Linear Regression (Simple & Multiple)
Description
Linear Regression is one of the simplest and most widely used algorithms in supervised machine learning. It models the relationship between a dependent variable (target) and one or more independent variables (features) by fitting a linear equation to observed data.
Simple Linear Regression
Simple linear regression involves modeling the relationship between one independent variable (X) and one dependent variable (Y) using a straight line:
Y = β₀ + β₁X + ε
- β₀: Intercept (value of Y when X=0)
- β₁: Slope (change in Y for a one-unit change in X)

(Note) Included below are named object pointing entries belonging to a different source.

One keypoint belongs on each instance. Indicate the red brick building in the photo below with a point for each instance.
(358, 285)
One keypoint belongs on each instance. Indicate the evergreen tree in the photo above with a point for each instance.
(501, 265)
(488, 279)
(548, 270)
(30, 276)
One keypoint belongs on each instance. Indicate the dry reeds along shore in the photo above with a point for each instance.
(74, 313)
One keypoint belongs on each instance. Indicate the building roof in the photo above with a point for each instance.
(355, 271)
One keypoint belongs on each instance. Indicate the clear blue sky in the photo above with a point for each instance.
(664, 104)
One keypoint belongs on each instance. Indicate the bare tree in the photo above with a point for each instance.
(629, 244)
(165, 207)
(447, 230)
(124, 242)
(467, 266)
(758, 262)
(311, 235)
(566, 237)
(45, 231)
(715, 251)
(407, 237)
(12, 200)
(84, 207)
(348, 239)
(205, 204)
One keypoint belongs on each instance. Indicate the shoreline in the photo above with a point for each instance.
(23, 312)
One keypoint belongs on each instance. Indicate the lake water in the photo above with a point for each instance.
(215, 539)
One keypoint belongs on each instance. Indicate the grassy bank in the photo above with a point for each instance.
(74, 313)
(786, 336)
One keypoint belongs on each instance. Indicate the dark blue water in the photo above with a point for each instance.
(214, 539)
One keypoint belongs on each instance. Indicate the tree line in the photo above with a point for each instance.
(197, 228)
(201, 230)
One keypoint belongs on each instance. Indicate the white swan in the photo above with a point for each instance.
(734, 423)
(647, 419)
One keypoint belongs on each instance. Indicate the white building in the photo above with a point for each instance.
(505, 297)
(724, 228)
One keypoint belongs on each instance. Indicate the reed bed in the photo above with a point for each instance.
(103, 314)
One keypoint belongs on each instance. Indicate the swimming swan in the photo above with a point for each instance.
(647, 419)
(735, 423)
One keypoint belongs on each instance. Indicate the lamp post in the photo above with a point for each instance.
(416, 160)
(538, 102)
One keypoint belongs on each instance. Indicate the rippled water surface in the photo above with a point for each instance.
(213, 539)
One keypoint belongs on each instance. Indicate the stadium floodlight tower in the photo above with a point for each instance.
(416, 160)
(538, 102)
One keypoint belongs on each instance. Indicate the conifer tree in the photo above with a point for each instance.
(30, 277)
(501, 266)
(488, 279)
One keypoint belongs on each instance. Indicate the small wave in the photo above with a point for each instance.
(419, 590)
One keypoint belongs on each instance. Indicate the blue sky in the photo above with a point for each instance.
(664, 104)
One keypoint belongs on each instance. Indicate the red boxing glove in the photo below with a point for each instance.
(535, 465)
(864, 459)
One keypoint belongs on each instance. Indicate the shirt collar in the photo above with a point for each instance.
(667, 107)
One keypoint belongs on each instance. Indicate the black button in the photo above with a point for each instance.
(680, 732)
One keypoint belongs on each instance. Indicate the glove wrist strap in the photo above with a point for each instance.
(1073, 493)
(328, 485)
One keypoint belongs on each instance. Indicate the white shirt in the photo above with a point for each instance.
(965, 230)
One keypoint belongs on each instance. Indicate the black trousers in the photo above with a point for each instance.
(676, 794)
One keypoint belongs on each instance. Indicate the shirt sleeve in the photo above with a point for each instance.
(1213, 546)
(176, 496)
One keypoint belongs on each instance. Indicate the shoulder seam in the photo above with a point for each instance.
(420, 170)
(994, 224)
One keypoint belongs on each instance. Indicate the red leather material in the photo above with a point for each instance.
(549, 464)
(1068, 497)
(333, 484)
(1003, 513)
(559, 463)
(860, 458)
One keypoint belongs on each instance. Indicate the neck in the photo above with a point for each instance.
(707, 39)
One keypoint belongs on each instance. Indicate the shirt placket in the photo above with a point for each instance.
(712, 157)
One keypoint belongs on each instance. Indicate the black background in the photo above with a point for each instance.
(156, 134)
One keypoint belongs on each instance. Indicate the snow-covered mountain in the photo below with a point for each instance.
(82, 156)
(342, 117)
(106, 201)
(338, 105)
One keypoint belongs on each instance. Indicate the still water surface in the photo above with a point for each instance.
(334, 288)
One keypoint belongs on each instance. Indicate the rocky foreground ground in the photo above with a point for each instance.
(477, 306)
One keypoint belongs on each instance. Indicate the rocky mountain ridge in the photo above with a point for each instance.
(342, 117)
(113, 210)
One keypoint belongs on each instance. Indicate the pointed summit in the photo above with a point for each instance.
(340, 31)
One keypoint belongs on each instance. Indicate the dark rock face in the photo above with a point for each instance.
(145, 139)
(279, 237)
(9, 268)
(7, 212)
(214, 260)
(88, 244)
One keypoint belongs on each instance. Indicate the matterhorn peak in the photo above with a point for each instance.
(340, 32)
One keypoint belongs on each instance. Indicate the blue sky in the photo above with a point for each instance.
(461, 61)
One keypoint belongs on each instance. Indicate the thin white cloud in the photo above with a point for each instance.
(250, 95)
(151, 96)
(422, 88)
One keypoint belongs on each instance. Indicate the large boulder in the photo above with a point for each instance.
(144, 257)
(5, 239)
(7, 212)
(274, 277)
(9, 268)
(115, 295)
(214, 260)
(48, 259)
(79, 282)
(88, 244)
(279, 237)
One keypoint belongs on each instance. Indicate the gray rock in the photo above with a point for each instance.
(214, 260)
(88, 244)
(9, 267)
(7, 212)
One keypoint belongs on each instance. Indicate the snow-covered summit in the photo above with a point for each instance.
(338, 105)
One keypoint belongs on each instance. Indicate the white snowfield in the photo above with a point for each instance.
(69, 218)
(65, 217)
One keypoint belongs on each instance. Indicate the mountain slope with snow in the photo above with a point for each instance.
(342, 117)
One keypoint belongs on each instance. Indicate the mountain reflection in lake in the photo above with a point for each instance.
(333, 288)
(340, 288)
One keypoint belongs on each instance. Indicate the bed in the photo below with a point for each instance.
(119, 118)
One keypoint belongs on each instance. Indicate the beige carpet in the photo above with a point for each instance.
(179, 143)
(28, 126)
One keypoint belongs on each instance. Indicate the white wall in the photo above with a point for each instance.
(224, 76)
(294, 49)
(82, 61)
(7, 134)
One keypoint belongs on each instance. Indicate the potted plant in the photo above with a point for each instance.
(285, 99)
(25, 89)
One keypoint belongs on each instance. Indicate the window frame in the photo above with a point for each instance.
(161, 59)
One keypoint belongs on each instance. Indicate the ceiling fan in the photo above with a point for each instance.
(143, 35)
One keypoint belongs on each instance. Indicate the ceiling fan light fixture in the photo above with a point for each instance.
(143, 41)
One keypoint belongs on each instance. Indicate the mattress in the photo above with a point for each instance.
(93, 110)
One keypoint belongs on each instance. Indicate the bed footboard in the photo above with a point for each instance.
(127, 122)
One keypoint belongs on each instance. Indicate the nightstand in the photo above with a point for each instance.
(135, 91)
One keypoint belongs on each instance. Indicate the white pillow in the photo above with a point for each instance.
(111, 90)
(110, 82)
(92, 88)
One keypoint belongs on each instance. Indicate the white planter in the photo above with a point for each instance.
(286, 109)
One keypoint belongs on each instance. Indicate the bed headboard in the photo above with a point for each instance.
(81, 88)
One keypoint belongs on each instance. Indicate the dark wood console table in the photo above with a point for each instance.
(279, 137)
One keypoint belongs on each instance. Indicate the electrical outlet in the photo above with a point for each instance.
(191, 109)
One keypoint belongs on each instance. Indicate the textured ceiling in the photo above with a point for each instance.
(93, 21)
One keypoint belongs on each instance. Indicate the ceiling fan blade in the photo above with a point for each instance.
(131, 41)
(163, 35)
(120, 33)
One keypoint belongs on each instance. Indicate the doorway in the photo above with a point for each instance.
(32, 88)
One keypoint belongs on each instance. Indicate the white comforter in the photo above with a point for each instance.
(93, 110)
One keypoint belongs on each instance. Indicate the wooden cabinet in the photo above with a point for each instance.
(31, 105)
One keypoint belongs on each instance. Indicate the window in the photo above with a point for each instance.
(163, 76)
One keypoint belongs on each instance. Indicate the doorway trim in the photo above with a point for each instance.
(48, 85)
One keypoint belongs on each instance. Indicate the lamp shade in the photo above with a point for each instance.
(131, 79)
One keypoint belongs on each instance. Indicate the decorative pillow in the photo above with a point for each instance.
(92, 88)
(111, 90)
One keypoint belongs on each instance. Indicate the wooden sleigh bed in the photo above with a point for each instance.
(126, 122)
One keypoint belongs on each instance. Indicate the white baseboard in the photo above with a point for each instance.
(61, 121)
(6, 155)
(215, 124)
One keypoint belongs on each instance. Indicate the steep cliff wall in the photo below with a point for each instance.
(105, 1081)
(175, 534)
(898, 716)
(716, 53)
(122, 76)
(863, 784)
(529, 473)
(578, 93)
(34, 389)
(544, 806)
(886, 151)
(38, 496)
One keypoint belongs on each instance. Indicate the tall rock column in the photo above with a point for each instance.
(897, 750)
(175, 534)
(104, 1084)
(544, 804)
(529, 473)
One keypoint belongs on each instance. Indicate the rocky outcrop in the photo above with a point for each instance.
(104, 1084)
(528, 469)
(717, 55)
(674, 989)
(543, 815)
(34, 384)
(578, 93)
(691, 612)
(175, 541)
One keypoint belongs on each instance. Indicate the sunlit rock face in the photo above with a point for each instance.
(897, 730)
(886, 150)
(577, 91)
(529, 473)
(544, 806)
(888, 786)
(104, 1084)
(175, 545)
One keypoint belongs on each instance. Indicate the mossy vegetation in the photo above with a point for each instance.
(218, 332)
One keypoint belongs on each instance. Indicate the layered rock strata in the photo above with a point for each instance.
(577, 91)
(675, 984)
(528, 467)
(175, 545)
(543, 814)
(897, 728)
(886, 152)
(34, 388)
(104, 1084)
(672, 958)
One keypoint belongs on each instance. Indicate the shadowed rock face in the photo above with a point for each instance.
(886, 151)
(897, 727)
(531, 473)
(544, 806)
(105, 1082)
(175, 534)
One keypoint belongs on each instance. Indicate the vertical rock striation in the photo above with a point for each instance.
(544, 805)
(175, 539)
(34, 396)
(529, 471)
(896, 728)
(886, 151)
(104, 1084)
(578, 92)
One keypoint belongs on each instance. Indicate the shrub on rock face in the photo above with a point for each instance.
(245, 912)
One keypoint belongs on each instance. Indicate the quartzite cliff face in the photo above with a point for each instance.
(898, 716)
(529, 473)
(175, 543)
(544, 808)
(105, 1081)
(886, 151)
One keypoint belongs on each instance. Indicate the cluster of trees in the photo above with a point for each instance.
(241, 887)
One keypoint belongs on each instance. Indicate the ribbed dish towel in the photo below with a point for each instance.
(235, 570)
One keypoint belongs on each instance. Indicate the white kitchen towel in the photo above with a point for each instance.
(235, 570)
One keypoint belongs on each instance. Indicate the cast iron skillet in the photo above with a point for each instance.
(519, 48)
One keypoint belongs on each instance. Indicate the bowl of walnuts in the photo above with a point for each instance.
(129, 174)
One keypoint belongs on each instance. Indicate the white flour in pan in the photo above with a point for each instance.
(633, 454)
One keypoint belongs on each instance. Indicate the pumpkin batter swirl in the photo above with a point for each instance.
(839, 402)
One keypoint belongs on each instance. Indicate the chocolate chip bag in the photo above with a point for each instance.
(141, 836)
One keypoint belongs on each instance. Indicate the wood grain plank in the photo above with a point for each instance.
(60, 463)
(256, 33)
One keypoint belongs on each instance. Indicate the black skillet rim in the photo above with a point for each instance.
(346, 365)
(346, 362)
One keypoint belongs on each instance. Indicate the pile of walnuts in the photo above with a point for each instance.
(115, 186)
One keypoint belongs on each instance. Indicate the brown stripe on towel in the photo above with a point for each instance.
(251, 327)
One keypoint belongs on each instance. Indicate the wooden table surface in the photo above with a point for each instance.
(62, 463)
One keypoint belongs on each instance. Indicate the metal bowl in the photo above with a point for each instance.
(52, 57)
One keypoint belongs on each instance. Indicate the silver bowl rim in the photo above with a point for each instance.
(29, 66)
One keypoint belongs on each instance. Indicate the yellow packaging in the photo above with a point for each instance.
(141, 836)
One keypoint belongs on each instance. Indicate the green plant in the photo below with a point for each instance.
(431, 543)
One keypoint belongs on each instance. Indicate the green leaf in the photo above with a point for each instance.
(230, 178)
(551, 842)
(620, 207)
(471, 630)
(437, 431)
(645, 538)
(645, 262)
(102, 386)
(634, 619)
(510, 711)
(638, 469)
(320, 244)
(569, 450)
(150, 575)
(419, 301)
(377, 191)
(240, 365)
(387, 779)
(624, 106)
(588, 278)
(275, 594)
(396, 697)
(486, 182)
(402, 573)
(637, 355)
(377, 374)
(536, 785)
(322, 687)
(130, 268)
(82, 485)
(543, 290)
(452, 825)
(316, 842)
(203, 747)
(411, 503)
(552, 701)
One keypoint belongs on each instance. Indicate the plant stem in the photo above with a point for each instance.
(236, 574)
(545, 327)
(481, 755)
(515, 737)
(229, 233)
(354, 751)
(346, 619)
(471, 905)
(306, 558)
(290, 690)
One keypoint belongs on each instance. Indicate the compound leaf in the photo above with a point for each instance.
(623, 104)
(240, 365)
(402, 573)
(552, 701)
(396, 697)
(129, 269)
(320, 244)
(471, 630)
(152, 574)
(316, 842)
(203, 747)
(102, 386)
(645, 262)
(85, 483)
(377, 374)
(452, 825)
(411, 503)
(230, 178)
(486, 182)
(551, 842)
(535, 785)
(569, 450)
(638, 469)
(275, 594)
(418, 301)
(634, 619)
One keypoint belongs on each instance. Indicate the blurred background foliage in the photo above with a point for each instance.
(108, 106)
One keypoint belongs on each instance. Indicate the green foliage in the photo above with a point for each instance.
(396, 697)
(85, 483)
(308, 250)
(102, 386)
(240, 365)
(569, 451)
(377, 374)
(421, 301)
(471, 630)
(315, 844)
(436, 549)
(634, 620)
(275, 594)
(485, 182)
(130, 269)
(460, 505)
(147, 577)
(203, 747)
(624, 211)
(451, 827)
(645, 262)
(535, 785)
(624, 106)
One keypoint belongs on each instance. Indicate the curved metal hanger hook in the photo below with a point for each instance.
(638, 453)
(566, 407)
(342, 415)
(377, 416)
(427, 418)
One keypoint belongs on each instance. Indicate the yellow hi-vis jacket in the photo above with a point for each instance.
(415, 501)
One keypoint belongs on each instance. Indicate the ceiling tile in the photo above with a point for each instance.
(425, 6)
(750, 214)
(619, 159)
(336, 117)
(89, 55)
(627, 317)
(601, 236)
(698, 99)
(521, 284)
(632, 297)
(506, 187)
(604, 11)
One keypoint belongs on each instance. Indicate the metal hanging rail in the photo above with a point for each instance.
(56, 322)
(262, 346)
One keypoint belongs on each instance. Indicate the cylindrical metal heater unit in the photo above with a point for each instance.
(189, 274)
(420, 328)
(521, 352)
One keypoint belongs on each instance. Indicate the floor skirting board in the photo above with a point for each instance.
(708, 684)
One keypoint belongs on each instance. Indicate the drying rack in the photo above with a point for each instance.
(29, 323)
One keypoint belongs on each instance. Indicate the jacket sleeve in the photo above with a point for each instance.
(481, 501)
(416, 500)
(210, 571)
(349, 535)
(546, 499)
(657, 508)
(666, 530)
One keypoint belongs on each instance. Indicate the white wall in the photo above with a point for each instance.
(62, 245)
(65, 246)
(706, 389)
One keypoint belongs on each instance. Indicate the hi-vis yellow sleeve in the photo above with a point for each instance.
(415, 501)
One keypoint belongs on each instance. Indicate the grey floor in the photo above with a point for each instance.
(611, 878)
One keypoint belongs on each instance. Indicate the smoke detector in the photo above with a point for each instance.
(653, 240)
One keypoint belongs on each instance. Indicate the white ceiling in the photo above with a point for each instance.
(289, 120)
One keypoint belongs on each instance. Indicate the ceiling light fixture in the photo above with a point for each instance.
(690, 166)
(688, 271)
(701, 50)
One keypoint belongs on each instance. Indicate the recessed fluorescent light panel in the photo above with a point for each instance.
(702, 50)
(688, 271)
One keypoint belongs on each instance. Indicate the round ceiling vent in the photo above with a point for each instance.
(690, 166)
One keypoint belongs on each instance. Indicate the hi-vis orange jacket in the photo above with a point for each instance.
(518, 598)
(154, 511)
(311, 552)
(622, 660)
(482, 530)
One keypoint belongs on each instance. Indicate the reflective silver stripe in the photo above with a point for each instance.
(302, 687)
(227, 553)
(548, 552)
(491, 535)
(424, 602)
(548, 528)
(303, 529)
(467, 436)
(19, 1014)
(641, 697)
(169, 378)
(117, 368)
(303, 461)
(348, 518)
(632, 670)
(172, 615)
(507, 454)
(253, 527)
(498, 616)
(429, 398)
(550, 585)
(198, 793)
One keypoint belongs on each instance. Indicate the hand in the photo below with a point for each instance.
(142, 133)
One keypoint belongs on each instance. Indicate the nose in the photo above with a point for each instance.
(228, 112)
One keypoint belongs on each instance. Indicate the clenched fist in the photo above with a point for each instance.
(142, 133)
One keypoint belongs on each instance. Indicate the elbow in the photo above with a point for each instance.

- ε: Error term (difference between predicted and actual Y)
Multiple Linear Regression
Multiple linear regression extends simple linear regression by using multiple independent variables to predict the dependent variable:
Y = β₀ + β₁X₁ + β₂X₂ + ... + βₙXₙ + ε
- Allows modeling more complex relationships involving multiple features.
- Each coefficient represents the effect of the corresponding feature on the target variable.
Examples
Simple Linear Regression Example in Python
import numpy as np
import matplotlib.pyplot as plt
from sklearn.linear_model import LinearRegression
# Sample data
X = np.array([1, 2, 3, 4, 5]).reshape(-1, 1)
y = np.array([3, 4, 2, 5, 6])
# Create and train model
model = LinearRegression()
model.fit(X, y)
# Predictions
y_pred = model.predict(X)
# Plot
plt.scatter(X, y, color='blue')
plt.plot(X, y_pred, color='red')
plt.title('Simple Linear Regression')
plt.xlabel('X')
plt.ylabel('Y')
plt.show()
Multiple Linear Regression Example in Python
import numpy as np
from sklearn.linear_model import LinearRegression
# Sample data (3 features)
X = np.array([
[1, 2, 3],
[2, 0, 1],
[3, 5, 2],
[4, 3, 3],
[5, 4, 5]
])
y = np.array([14, 8, 19, 18, 25])
# Create and train model
model = LinearRegression()
model.fit(X, y)
# Coefficients
print("Intercept:", model.intercept_)
print("Coefficients:", model.coef_)
# Predict for new data
new_data = np.array([[6, 3, 4]])
prediction = model.predict(new_data)
print("Prediction for", new_data, "is", prediction)
Real-World Applications
Linear Regression Applications
- Economics: Predicting consumer spending, forecasting sales, or analyzing economic growth.
- Healthcare: Estimating patient risk scores, predicting disease progression.
- Real Estate: Predicting housing prices based on features like size, location, and age.
- Marketing: Analyzing the impact of advertising spend on sales.
- Manufacturing: Predicting equipment failure or maintenance needs based on sensor data.

Resources
The following resources will be manually added later:
Video Tutorials
PDF/DOC Materials
Interview Questions
1. What is the difference between simple and multiple linear regression?
Simple linear regression involves one independent variable to predict the dependent variable, while multiple linear regression uses two or more independent variables.
2. What assumptions does linear regression make?
- Linearity: Relationship between features and target is linear.
- Independence: Observations are independent.
- Homoscedasticity: Constant variance of errors.
- Normality: Residuals are normally distributed.
- No multicollinearity in multiple regression.
3. How do you evaluate the performance of a linear regression model?
Common evaluation metrics include Mean Squared Error (MSE), Root Mean Squared Error (RMSE), Mean Absolute Error (MAE), and R-squared (coefficient of determination).
4. What is multicollinearity and why is it a problem in multiple linear regression?
Multicollinearity occurs when independent variables are highly correlated, which can make it difficult to estimate the coefficients accurately and affect model stability.
5. Can linear regression be used for classification problems?
Linear regression is not suitable for classification because it predicts continuous values. Logistic regression or other classification algorithms are used instead.